A nasty dispute involving two downtown developers landed in Common Council Chambers Tuesday when lawmakers delayed action on a plan to build a $45 million office tower at 50 Court St., between Pearl and Franklin streets.
Businessman Carl P. Paladino wants to build an 11-story office building on the site, and he said Tuesday he already has tenants lined up for 30 percent of the space. The Buffalo Urban Renewal Agency has agreed to sell the surface parking lot to Paladino for $700,000.
But the owner of Main Place Mall and the Liberty Building said he's willing to pay $1.275 million. Patrick Hotung of Main Place-Liberty Group wants to build a $10 million, 600-vehicle parking garage on a site that is adjacent to his properties. Hotung, who unsuccessfully sued to halt the project on environmental grounds, insists the business district needs more parking. Two nearby parking facilities have long waiting lists.
One Council member who voted against the project said he's confident concerns can be ironed out, and predicted that lawmakers will approve the land sale at a Jan. 10 meeting.

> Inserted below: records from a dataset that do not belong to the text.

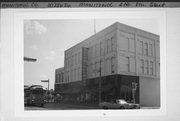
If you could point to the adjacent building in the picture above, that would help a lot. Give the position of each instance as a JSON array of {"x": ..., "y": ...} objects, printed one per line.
[{"x": 118, "y": 62}]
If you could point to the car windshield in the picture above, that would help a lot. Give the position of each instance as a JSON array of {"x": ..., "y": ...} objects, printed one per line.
[
  {"x": 38, "y": 92},
  {"x": 121, "y": 102}
]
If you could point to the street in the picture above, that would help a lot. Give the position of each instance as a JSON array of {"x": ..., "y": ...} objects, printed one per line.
[
  {"x": 64, "y": 106},
  {"x": 59, "y": 106}
]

Ellicott Council Member Brian C. Davis, whose district includes the site, said there were procedural issues that concerned some lawmakers, including questions about whether all public notification requirements were fulfilled.
"But I'm going to push this project in two weeks," said Davis.
Mayor Anthony M. Masiello supports Paladino's plan, claiming it will generate at least $1.4 million in new tax revenues each year. Selling the land for a parking garage, Masiello argued, would result in a half million dollars in one-time revenues.
Paladino chided Hotung Tuesday for opposing the project for "greedy and self-interested reasons." Robert Knoer, Hotung's attorney, argued that it's wrong for the city to accept Paladino's offer, which has a clause that he said could reduce the sale price to $550,000, depending on the condition of the site.
"It's a subsidy to this developer. There's no way around it," he said.
The land deal requires support from seven of nine Council members. There were only five votes for the project Tuesday. Voting against it were Davis, Jeffrey M. Conrad of South, Bonnie E. Russell of University and Antoine M. Thompson of Masten.
Council President David A. Franczyk, who supports the office building, thinks some lawmakers are reluctant to support it until after Mayor-elect Byron W. Brown takes office next week and can review the terms of the deal.
"I think it's some people basically saying there's a new sheriff in town," said Franczyk.
Paladino was a major financial contributor to Republican mayoral candidate Kevin J. Helfer, who was trounced by Brown last month.
But Davis said Brown had nothing to do with it. Instead, Davis cited the need to make sure legal technicalities are addressed before the plan is approved.
After the meeting, Paladino said he had no problems with the Council's decision to delay action for two weeks.
"I think they're just trying to make it bulletproof from a legal standpoint," he said.